Generate statistics and graphs: Saiku and Microsoft Excel pivot tables are the most common data analysis software packages for generating statistics and graphs using Collect Earth data. Summarizing the data by administrative jurisdiction and providing averages or totals for the entire area of interest are the most common ways to present results. When using the results to recommend interventions, it is important to consider the goals of the mapathon. For example, if the goal was to assess the status of tree cover outside of forests, it is often useful to report average tree cover per land use type, such as tree cover in settlement areas or on croplands.

Both types of databases SQLite and PostgreSQL automatically populate Saiku Server, an open-source web-based software produced by Meteorite consulting.  A version of this open-source software has been customized for visualizing and analyzing Collect Earth data.  Countries using Collect Earth for a national land use assessment may generate data in Collect Earth for tens of thousands of points.  Saiku organizes this wealth of information and enables users to run queries on the data and immediately view the results in tabular format or as graphs.  

Generate maps using Collect Earth data: Maps are a powerful way to present the information generated from a Collect Earth mapathon.
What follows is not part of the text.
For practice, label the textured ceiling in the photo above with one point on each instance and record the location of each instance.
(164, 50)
There are multiple ways of presenting Collect Earth data on a map:

(i) Simple mapping: Display the sample plots themselves, classified according to one of the variables that were collected with a open source software such as QGIS. These types of maps are most useful when a systematic sampling approach is used as the maps evenly distribute the data across the full area of interest.

(ii) Voronoi mapping:  Land cover maps covering for example an entire national territory by applying the voronoi statistical method in QGIS. Voronoi maps are constructed from a series of polygons formed around a sample point (in our case the plot). 

(ii) Wall-to-wall: Another approach to mapping is developing wall-to-wall land-cover and tree-cover maps using SEPAL or Google Earth Engine. In the Google Earth Engine approach, one would use the Collect Earth data to train the classification algorithm of your choice, which will accordingly assign the pixels (unsampled areas) into one of the land use/land cover types even if that pixel was not part of the Collect Earth sampled plots. For example, imagery classified as cropland using Collect Earth has a certain spectral signature value. The trained algorithm can use the information stored in the memory from training to remember and classify new pixels of imagery with similar spectral signatures as “cropland,” even if the pixels are  outside of the sample area. Thus, these maps are called “wall-to-wall” when they are made for the full study area.

Control of the data collected:

– Data cleaning: Review of the entire database in SAIKU in order to identify possible errors.

– Review of 5% of the surveyed plots for errors and make corrections in Collect Earth or using data analysis software.

– Data quality control is essential to produce results that are as accurate as possible.

– Depending on the time and resources available, as well as the objectives of the survey, the approach to addressing errors may be to re-evaluate plots with errors or to “discard” erroneous data.

– Although “discarding” the erroneous data is the quickest solution, this approach may cause problems of statistical bias if there are systematic errors or of statistical significance if the sample size is too small to produce representative results. However, sometimes poor image quality or other problems make a re-evaluation of the plot impossible.

Field verification of data:

Field verification means that a subset of the data collected through the mapathon is corroborated with what can be seen in the field during a visit.